I remember praying, did God really want me to suffer at Bard because of my religious affiliation, which would soon be known after my arrival there? I received the offer and the answer was to go. My hope was to have at least one semester to demonstrate my suitability for the position without prejudice. Before leaving Harvard I had told a Bard alumni that I would be teaching at her alma mater. I was pretty sure that she would reveal my Unification affiliation to them. I was correct, and before the end of my first semester my department chair asked if it were true. I answered it was. He responded that it was okay with him as long as I continued doing an excellent job, but he feared the reaction of upper administration at Bard. Junior appointments were renewable after two years and during this six-year, pre-tenure period, I was heartened at the support of the many colleagues who lobbied the President to approve my reappointments.

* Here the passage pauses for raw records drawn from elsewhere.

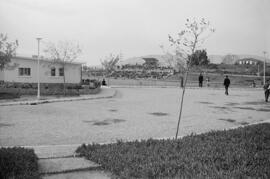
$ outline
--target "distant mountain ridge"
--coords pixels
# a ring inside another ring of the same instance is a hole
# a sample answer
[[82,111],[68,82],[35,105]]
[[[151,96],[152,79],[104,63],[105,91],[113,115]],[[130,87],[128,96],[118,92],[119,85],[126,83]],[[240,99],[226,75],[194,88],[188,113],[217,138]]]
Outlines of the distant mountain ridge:
[[[210,60],[210,63],[214,64],[220,64],[224,62],[224,59],[226,56],[233,56],[234,60],[230,63],[234,63],[234,61],[238,59],[243,59],[243,58],[254,58],[260,61],[264,61],[264,57],[258,56],[258,55],[248,55],[248,54],[227,54],[227,55],[208,55],[208,59]],[[121,60],[119,62],[120,65],[125,65],[125,64],[130,64],[130,65],[135,65],[135,64],[143,64],[144,60],[143,58],[156,58],[161,66],[167,66],[168,65],[168,56],[167,55],[145,55],[145,56],[140,56],[140,57],[132,57],[132,58],[127,58],[125,60]],[[266,59],[266,62],[270,63],[270,59]],[[228,62],[229,63],[229,62]]]

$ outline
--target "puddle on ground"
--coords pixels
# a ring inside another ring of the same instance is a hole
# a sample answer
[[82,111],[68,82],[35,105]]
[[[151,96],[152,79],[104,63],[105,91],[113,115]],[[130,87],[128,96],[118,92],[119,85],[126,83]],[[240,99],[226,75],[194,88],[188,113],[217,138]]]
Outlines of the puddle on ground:
[[227,122],[232,122],[232,123],[234,123],[235,122],[235,120],[234,119],[224,119],[224,118],[220,118],[220,119],[218,119],[218,120],[221,120],[221,121],[227,121]]
[[241,125],[248,125],[249,123],[248,122],[239,122],[239,124],[241,124]]
[[152,112],[152,113],[149,113],[153,116],[167,116],[169,115],[168,113],[163,113],[163,112]]
[[207,101],[198,101],[198,103],[201,103],[201,104],[214,104],[212,102],[207,102]]
[[225,107],[225,106],[209,106],[209,107],[216,108],[216,109],[230,110],[230,108]]
[[108,111],[110,111],[110,112],[117,112],[118,110],[117,109],[109,109]]
[[93,125],[95,126],[106,126],[106,125],[109,125],[110,123],[109,122],[106,122],[106,121],[99,121],[99,122],[94,122]]
[[255,108],[252,108],[252,107],[234,107],[234,108],[245,109],[245,110],[256,110]]
[[259,109],[256,109],[256,111],[270,112],[270,109],[259,108]]
[[8,124],[8,123],[0,123],[0,127],[11,127],[14,126],[15,124]]
[[248,101],[244,102],[245,105],[265,105],[266,103],[264,101]]
[[236,105],[240,105],[240,103],[226,103],[227,106],[236,106]]
[[106,125],[121,123],[121,122],[125,122],[125,121],[126,120],[124,120],[124,119],[105,119],[103,121],[98,121],[98,120],[86,121],[86,120],[84,120],[83,122],[91,123],[94,126],[106,126]]

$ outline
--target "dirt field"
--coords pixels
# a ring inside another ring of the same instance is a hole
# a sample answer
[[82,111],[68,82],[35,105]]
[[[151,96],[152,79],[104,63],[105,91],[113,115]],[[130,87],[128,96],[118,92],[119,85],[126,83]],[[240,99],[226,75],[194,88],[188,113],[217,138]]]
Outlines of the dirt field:
[[[179,135],[269,119],[270,103],[258,89],[187,89]],[[0,108],[0,145],[111,142],[172,137],[180,88],[117,88],[110,99]]]

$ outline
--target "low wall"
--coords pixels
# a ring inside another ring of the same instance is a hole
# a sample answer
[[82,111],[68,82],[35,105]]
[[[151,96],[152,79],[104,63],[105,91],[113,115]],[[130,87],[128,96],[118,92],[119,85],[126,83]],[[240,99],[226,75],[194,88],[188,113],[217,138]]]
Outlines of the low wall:
[[[80,94],[97,94],[100,91],[100,86],[91,88],[86,86],[81,89],[79,84],[66,84],[67,96],[79,96]],[[2,83],[0,85],[0,93],[13,93],[18,95],[37,95],[37,84],[31,83]],[[63,84],[40,84],[41,95],[64,95]]]

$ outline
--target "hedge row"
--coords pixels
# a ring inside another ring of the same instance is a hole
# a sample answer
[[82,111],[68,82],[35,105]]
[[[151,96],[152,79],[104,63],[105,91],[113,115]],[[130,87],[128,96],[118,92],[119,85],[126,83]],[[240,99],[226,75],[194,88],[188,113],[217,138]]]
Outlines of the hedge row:
[[178,140],[83,144],[76,152],[117,178],[270,178],[270,124]]
[[38,158],[34,150],[0,148],[0,178],[38,179]]

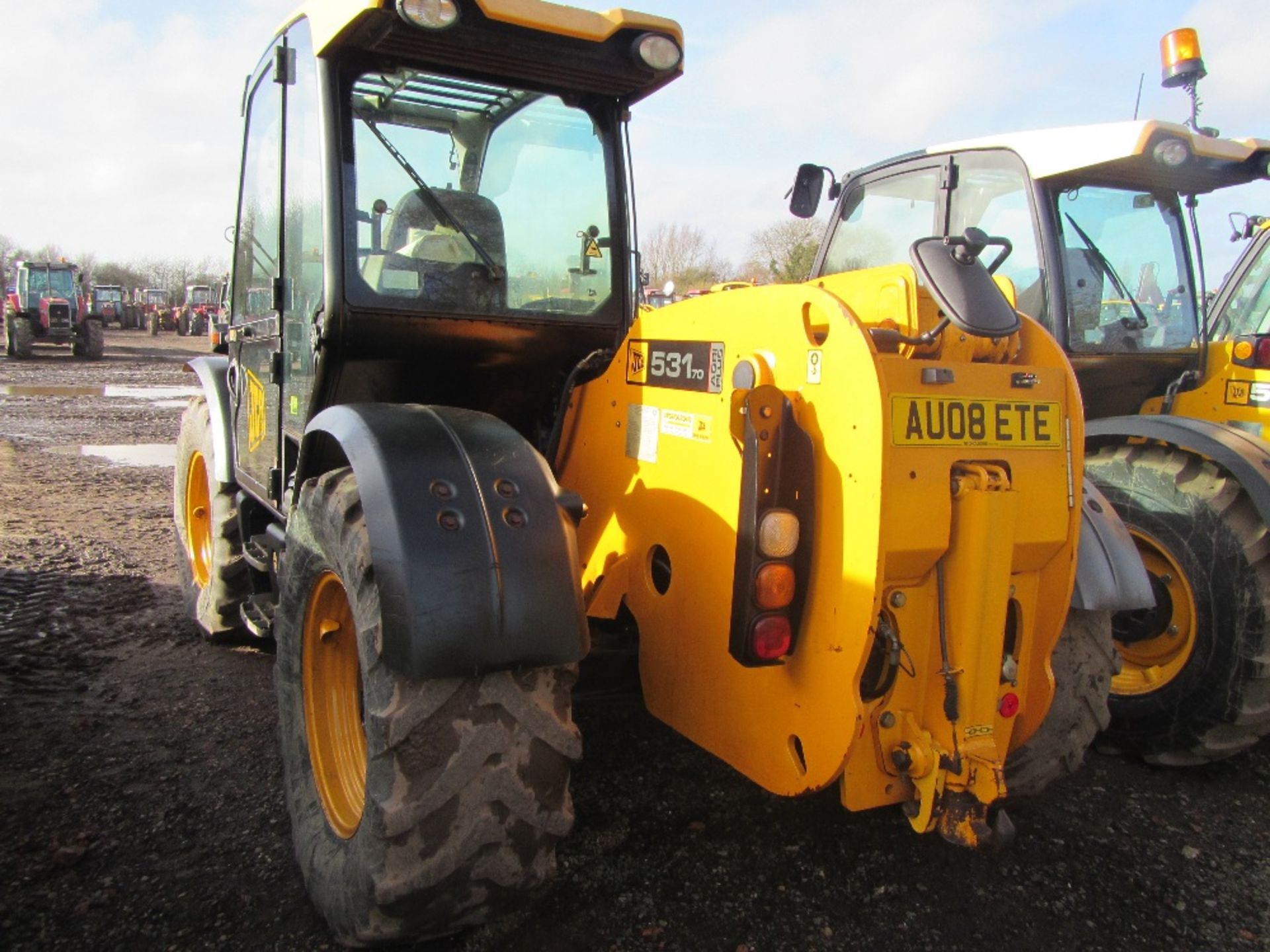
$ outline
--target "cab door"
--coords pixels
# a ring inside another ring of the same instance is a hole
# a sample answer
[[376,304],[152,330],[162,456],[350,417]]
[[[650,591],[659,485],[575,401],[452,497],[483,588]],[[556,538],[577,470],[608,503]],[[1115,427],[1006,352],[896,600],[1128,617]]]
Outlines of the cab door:
[[283,41],[251,80],[230,293],[234,473],[274,506],[282,496],[282,157],[288,57]]

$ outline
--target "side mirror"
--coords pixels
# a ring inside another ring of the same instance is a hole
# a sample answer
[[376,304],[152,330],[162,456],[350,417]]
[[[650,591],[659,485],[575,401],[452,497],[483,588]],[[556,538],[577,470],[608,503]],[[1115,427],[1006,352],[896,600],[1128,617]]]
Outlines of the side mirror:
[[[794,188],[790,189],[790,212],[799,218],[810,218],[820,206],[820,193],[824,192],[823,165],[803,162],[798,166]],[[831,173],[832,174],[832,173]]]
[[989,237],[979,228],[966,228],[960,237],[918,239],[908,254],[913,267],[944,310],[944,316],[977,338],[1005,338],[1019,330],[1021,321],[979,255],[989,245],[1010,254],[1010,240]]

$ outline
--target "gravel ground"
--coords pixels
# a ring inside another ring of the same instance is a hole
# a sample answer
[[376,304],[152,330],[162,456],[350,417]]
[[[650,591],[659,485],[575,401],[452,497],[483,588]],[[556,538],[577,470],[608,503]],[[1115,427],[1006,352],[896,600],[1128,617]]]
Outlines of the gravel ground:
[[[0,947],[333,946],[291,856],[272,656],[182,617],[170,468],[80,451],[170,444],[180,391],[113,387],[193,387],[192,344],[0,358]],[[46,385],[83,390],[23,392]],[[998,856],[771,796],[635,698],[575,716],[558,878],[432,948],[1270,949],[1266,743],[1189,770],[1091,755],[1011,806]]]

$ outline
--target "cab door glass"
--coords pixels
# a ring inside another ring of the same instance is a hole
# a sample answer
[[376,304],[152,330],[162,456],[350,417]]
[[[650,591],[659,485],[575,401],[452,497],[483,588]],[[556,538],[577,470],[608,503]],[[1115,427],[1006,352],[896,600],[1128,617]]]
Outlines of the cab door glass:
[[282,96],[267,69],[248,107],[243,192],[239,199],[234,263],[234,322],[273,316],[273,279],[278,275],[279,209],[282,207]]
[[908,249],[939,234],[940,170],[900,173],[853,187],[824,255],[820,274],[908,264]]
[[286,227],[283,230],[282,428],[304,434],[314,378],[314,321],[323,306],[321,149],[318,61],[309,22],[287,30],[295,62],[287,86]]
[[1072,188],[1058,195],[1058,223],[1072,350],[1198,347],[1176,197]]
[[[1027,170],[1015,154],[982,151],[956,156],[956,188],[949,207],[947,234],[960,235],[969,227],[1010,240],[1010,256],[996,274],[1013,283],[1015,307],[1053,333],[1046,275],[1029,201]],[[983,263],[989,264],[996,254],[997,249],[989,248]]]

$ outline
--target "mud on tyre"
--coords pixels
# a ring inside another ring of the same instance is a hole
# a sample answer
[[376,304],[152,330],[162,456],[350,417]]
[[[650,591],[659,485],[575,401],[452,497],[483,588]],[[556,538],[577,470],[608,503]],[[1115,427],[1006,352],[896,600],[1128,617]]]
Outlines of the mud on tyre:
[[1111,613],[1073,608],[1049,659],[1054,701],[1036,732],[1006,758],[1006,792],[1040,793],[1080,769],[1085,751],[1111,721],[1107,694],[1119,669]]
[[1114,618],[1111,748],[1160,764],[1237,754],[1270,730],[1270,534],[1224,470],[1182,449],[1102,447],[1086,471],[1138,543],[1157,607]]
[[177,437],[177,566],[185,612],[212,641],[235,641],[246,633],[239,605],[251,593],[251,583],[243,559],[236,489],[216,479],[211,411],[204,397],[190,397]]
[[442,935],[519,902],[573,825],[573,668],[410,680],[348,468],[305,484],[276,613],[286,800],[309,895],[348,944]]

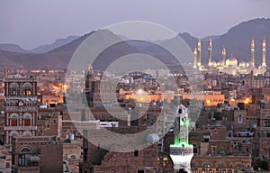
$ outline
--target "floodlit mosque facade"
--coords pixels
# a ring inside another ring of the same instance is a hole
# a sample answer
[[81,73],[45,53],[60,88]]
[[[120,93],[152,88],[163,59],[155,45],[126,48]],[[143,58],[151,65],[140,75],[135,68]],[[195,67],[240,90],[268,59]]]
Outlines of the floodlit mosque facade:
[[262,64],[258,67],[255,66],[255,41],[254,39],[251,41],[250,44],[250,61],[238,62],[238,59],[232,56],[226,59],[226,49],[223,46],[221,51],[222,59],[220,61],[216,62],[212,59],[212,41],[210,39],[208,44],[208,66],[204,67],[202,64],[202,43],[201,40],[198,41],[197,47],[194,50],[194,68],[198,68],[199,70],[209,70],[209,69],[218,69],[219,72],[237,75],[237,74],[250,74],[253,71],[254,75],[264,74],[266,71],[266,39],[262,42]]

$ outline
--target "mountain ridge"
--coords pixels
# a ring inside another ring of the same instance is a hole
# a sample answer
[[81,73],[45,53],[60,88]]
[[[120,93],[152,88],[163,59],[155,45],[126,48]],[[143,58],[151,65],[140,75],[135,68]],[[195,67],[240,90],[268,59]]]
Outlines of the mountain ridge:
[[[67,68],[69,60],[79,46],[90,34],[86,33],[72,41],[50,50],[44,53],[12,52],[6,50],[0,51],[1,66],[22,67],[25,68]],[[196,45],[198,38],[190,35],[187,32],[179,33],[179,36],[187,43],[191,50]],[[226,33],[218,36],[209,36],[202,39],[202,63],[208,61],[208,39],[212,39],[212,59],[219,61],[221,59],[221,50],[223,45],[227,50],[227,58],[232,53],[238,61],[250,59],[250,42],[255,39],[256,43],[256,64],[261,62],[261,48],[263,38],[266,37],[266,42],[270,45],[270,19],[257,18],[240,23],[231,27]],[[105,38],[104,38],[105,39]],[[0,49],[1,50],[1,49]],[[5,56],[6,55],[6,56]],[[270,47],[266,44],[266,64],[270,65]]]

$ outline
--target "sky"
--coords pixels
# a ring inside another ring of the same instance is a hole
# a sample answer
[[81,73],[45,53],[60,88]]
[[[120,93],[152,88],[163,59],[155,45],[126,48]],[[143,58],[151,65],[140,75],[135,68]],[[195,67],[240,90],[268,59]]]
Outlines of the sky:
[[126,21],[162,24],[197,38],[270,18],[269,0],[1,0],[0,43],[29,50]]

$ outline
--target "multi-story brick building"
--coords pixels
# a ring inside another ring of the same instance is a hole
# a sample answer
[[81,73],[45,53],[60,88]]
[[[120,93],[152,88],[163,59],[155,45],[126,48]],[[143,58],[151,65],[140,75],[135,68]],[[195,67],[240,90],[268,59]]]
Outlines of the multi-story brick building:
[[4,79],[4,142],[12,137],[35,136],[37,131],[37,80],[35,77]]

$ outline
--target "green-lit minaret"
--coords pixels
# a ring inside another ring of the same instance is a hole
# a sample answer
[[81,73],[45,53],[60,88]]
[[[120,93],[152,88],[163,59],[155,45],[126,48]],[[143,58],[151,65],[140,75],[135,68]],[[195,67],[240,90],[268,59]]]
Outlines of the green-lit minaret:
[[194,157],[194,147],[188,143],[188,118],[187,108],[180,105],[177,106],[175,118],[175,143],[170,145],[170,157],[174,161],[174,170],[184,168],[191,172],[191,159]]

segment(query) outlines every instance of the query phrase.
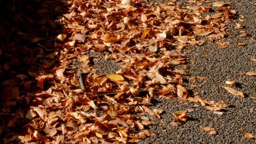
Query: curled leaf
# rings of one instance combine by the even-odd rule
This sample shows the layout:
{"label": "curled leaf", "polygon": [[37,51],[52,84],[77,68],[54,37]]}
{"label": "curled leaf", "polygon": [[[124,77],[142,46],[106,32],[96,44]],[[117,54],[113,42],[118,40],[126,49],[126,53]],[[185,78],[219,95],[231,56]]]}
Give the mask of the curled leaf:
{"label": "curled leaf", "polygon": [[247,72],[246,73],[245,73],[245,74],[249,75],[249,76],[256,76],[256,71],[255,72],[253,72],[253,71],[249,71],[249,72]]}
{"label": "curled leaf", "polygon": [[225,90],[226,90],[228,92],[230,92],[231,94],[234,95],[236,96],[240,96],[242,98],[244,97],[244,94],[242,92],[239,91],[238,90],[234,89],[231,88],[226,87],[226,86],[222,86],[222,88],[224,88]]}
{"label": "curled leaf", "polygon": [[107,76],[106,78],[116,82],[122,82],[124,80],[124,77],[118,74],[112,74]]}
{"label": "curled leaf", "polygon": [[245,132],[242,128],[241,129],[241,130],[243,132],[243,133],[244,133],[244,136],[245,136],[245,137],[246,137],[246,138],[250,139],[256,139],[256,136],[253,135],[251,134]]}
{"label": "curled leaf", "polygon": [[233,80],[232,81],[227,80],[225,82],[225,83],[227,84],[230,85],[232,86],[235,86],[236,82],[235,80]]}

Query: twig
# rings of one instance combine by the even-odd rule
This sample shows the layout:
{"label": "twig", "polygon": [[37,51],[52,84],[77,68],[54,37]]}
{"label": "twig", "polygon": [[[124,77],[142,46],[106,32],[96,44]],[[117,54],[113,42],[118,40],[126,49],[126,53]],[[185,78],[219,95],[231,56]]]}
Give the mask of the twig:
{"label": "twig", "polygon": [[79,72],[77,74],[77,76],[78,78],[79,83],[80,83],[80,86],[81,86],[81,89],[82,90],[85,90],[84,85],[84,82],[83,82],[83,75],[85,74],[84,73]]}

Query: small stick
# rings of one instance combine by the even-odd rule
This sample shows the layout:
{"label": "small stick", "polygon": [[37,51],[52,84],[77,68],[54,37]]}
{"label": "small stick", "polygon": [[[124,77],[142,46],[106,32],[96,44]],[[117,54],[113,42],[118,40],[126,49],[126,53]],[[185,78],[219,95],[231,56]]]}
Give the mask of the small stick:
{"label": "small stick", "polygon": [[78,78],[78,80],[79,81],[79,83],[80,83],[80,86],[81,86],[81,89],[82,90],[85,90],[85,88],[84,87],[84,82],[83,82],[82,75],[83,74],[84,74],[84,73],[79,72],[79,73],[77,75],[77,76]]}
{"label": "small stick", "polygon": [[[148,90],[140,90],[139,91],[140,92],[140,94],[142,94],[143,93],[146,93],[148,92]],[[98,94],[95,95],[95,96],[98,96],[99,98],[103,98],[105,95],[106,95],[108,96],[114,96],[116,94],[117,94],[121,92],[111,92],[109,93],[106,93],[104,94]]]}

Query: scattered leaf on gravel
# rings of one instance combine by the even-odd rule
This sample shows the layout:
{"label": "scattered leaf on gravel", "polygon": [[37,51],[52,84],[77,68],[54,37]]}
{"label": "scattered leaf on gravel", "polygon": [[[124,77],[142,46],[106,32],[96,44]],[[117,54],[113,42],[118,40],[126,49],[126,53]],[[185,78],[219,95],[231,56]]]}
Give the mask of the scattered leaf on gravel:
{"label": "scattered leaf on gravel", "polygon": [[242,98],[244,97],[244,94],[242,92],[239,91],[238,90],[236,90],[234,89],[233,89],[231,88],[230,88],[226,86],[222,86],[222,88],[224,88],[225,90],[226,90],[228,92],[230,92],[231,94],[234,95],[236,96],[240,96]]}
{"label": "scattered leaf on gravel", "polygon": [[190,117],[186,114],[186,110],[180,110],[175,112],[172,113],[174,116],[174,120],[175,121],[178,122],[186,122]]}
{"label": "scattered leaf on gravel", "polygon": [[106,77],[106,78],[116,82],[122,82],[124,80],[124,77],[118,74],[112,74]]}
{"label": "scattered leaf on gravel", "polygon": [[227,80],[225,82],[225,83],[227,84],[229,84],[232,86],[236,86],[236,81],[235,80],[233,80],[232,81],[230,81]]}
{"label": "scattered leaf on gravel", "polygon": [[256,58],[250,58],[250,60],[252,60],[254,62],[256,62]]}
{"label": "scattered leaf on gravel", "polygon": [[213,6],[220,7],[230,4],[230,2],[212,2],[212,6]]}
{"label": "scattered leaf on gravel", "polygon": [[246,138],[250,139],[256,139],[256,136],[253,135],[251,134],[245,132],[242,128],[241,129],[241,130],[243,132],[243,133],[244,133],[244,136],[245,136],[245,137],[246,137]]}
{"label": "scattered leaf on gravel", "polygon": [[249,71],[247,72],[245,74],[249,76],[256,76],[256,71]]}
{"label": "scattered leaf on gravel", "polygon": [[201,128],[207,132],[209,134],[216,134],[217,133],[217,132],[214,128],[210,126],[201,127]]}
{"label": "scattered leaf on gravel", "polygon": [[66,34],[60,34],[57,36],[57,39],[62,42],[66,37],[67,35]]}

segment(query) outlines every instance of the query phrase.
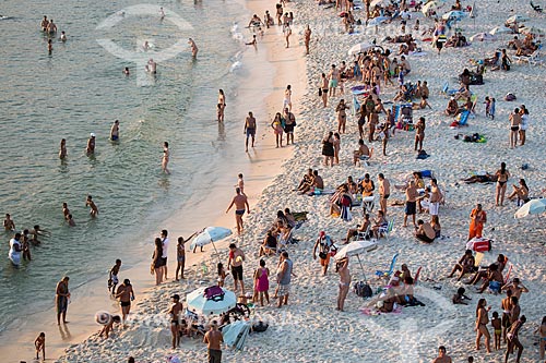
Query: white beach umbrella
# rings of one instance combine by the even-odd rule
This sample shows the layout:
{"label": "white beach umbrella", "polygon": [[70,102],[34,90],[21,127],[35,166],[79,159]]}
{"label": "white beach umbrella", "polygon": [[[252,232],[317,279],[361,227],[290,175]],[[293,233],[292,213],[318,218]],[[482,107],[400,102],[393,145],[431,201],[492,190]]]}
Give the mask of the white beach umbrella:
{"label": "white beach umbrella", "polygon": [[506,26],[496,26],[494,27],[489,34],[497,35],[497,34],[511,34],[513,31],[509,27]]}
{"label": "white beach umbrella", "polygon": [[207,288],[199,288],[186,295],[186,303],[190,312],[201,315],[219,315],[234,308],[237,304],[237,299],[233,291],[218,288],[222,289],[223,294],[207,299],[205,289]]}
{"label": "white beach umbrella", "polygon": [[448,11],[446,14],[442,15],[442,19],[443,20],[461,20],[463,17],[466,17],[466,15],[468,15],[467,13],[465,13],[464,11],[459,11],[459,10],[452,10],[452,11]]}
{"label": "white beach umbrella", "polygon": [[523,22],[526,22],[526,21],[529,21],[529,16],[521,15],[521,14],[515,14],[515,15],[512,15],[509,19],[507,19],[507,23],[508,24],[523,23]]}
{"label": "white beach umbrella", "polygon": [[539,215],[544,211],[546,211],[546,198],[531,199],[518,209],[518,211],[515,211],[514,218],[523,218],[529,215]]}
{"label": "white beach umbrella", "polygon": [[489,33],[476,33],[471,37],[471,41],[491,41],[497,40],[497,37]]}
{"label": "white beach umbrella", "polygon": [[351,47],[351,49],[348,50],[348,55],[349,56],[353,56],[353,55],[357,55],[357,53],[360,53],[363,51],[366,51],[370,48],[373,48],[375,45],[372,45],[371,43],[359,43],[357,45],[354,45],[353,47]]}
{"label": "white beach umbrella", "polygon": [[384,23],[389,20],[390,17],[389,16],[377,16],[377,17],[373,17],[372,20],[370,20],[368,22],[368,26],[376,26],[376,25],[379,25],[381,23]]}
{"label": "white beach umbrella", "polygon": [[[223,240],[228,235],[232,235],[232,230],[228,228],[206,227],[193,239],[190,249],[193,250],[195,246],[202,247],[209,243],[212,243],[214,246],[214,242]],[[216,250],[216,246],[214,246],[214,249]]]}

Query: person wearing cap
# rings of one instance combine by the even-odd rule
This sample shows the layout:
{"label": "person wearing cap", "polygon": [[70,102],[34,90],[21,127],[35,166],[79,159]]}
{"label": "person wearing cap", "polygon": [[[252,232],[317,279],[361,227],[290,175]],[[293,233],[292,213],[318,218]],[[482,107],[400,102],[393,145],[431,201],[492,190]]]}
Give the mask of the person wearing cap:
{"label": "person wearing cap", "polygon": [[314,242],[314,246],[312,249],[312,259],[317,259],[317,249],[319,250],[319,258],[320,265],[322,266],[322,276],[327,275],[328,265],[330,264],[330,250],[334,245],[334,241],[327,235],[327,232],[320,231],[319,238]]}
{"label": "person wearing cap", "polygon": [[131,301],[134,300],[133,287],[129,279],[124,279],[123,283],[119,286],[116,293],[116,299],[119,299],[121,315],[124,323],[127,315],[129,315],[129,312],[131,311]]}
{"label": "person wearing cap", "polygon": [[114,124],[110,129],[110,140],[118,141],[119,140],[119,120],[114,121]]}
{"label": "person wearing cap", "polygon": [[168,313],[170,316],[170,332],[173,334],[173,349],[176,349],[180,344],[180,314],[183,311],[183,305],[178,293],[170,298],[173,299],[173,306],[170,306]]}
{"label": "person wearing cap", "polygon": [[95,154],[95,134],[91,133],[90,140],[87,140],[87,148],[85,149],[87,155]]}
{"label": "person wearing cap", "polygon": [[205,332],[203,342],[209,349],[209,363],[221,363],[222,362],[222,347],[224,342],[224,336],[222,331],[218,330],[218,325],[216,320],[212,320],[210,325],[210,330]]}

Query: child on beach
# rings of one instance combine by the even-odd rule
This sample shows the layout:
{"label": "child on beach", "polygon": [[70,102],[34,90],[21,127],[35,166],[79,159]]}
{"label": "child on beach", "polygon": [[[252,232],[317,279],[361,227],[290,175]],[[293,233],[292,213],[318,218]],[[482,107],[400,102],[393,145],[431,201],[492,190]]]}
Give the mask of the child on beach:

My career was going quite well, but sometime in late 1989 I had a premonition of my achieving tenure and remaining at this fine, small liberal arts college; I immediately felt that this path could not lead to the fulfillment of my 21-year plan. In early January 1990, David S.C. Kim informed me that True Father had asked him on God’s Day in Korea to find a site to establish a higher education institution in America. President Kim asked Daikon and myself to take up this task. Daikon and I looked at some institutions together and then we worked independently. In late June, Steve Post told me about the University of Bridgeport which was experiencing financial problems and suggested that I look into it.
In July 1990 I had the opportunity to accompany True Parents and True Children to Gloucester for 10 days. I called the president of the University of Bridgeport and identified myself as a Bard professor and a representative of a movement originating in Asia that had interest in investing in the right university. We arranged a meeting for August 1st. President Janet Greenwood of UB and I met for four hours. When I explained the Unification vision for higher education she seemed happy, even slightly ecstatic, and in the course of the meeting summoned her two vice presidents. Sometime later I became aware that there was a mid-size hospital close to UB that was also experiencing financial difficulties that was led by a UB graduate. I informed Dr. Chin about this and he became my colleague in the effort to associate with UB. In May 1992 PWPA signed an agreement to establish a perpetual partnership. Recently, I finished my 21-year course and Neil Salonen was installed as President.